創成川イーストエリア。
「サッポロファクトリー」の「フロンティア館」の前に来ています。
札幌と旭川を結ぶ国道12号との交差点ですが、よく見ると、この先の道路、真っ直ぐ突き抜けられないように見えますね。
もう少し接近してみます。
更に先へ行くと、ここでまた、交差点の先の道路が左にずれているように見えます。
反対側からも見てみましょう。
道路が真っ直ぐ突っ切っていない。
これはどういうことなのでしょうか・・・。
航空写真に線を落としてみると、こういうことになっています。
上の写真で辿った経路は、赤のクランク状の道路になっています。
何故このような形になっているか、ずっと疑問に思っていました。
明治34年(1901年)の「札幌市街之図」という資料からの抜粋です。
青の線が、現在のクランク状の道路ですが、このように道路や人工の水路などが不自然な曲がり方をしている場合、直線の先に支障物があって、それを避けるために、不自然な形になっていることが多いというのは、「ブラタモリ」でもたまに出てくるエピソードですし、これまでの歴史散歩でも、そういう場所を何度も見てきました。

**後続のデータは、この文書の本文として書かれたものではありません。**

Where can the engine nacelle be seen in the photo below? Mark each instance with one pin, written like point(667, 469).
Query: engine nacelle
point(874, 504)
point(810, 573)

では、この場所はというと、ここもやはり同じで、このクランクの左側にある建物の形は、かつてこの地にあったとされる、開拓使直轄の貯木場です。
明治6年(1873年)、開拓使は、現在の創成川イーストエリアに、工業局器械製作所を設置し、鉄鋼関係施設や蒸気機械関係施設のほか、現在の東区を流れている伏籠川から水を引いた貯木場も二箇所設置され、川の流れに寄って木材を運び、様々な用途に用いていました。
その後、同19年(1886年)頃、工業局機械製作所は事業を停止し、民間に払い下げられますが、上の地図が描かれた明治34年時点では、水の流れと貯木場としての建物の形が確認でき、中心線がずれたクランク状の道路が描かれています。
このような事情から、道路は真っ直ぐではなくクランク状にならざるを得ず、貯木場が完全に廃止された後の市街地開発でも、ずっとその形のままであり続けていたということなのです。
しかし、現在札幌市は、この状態を解消すべく、道路を直線化する事業を進めています。
利用する側の利便性が高まるのはそれはそれでよいことなのでしょうけど、歴史の痕跡が一つ消え去ってしまうというのはちょっと残念な気がします。
せめて、新しい道路ができてしばらく経ってから、「この道路は、その前後と比べて明らかに新しい。整備された時代が違うのだろうか?一体どういうこと?」という点から、この歴史が掘り下げられ、語り継がれていくといいなと思います。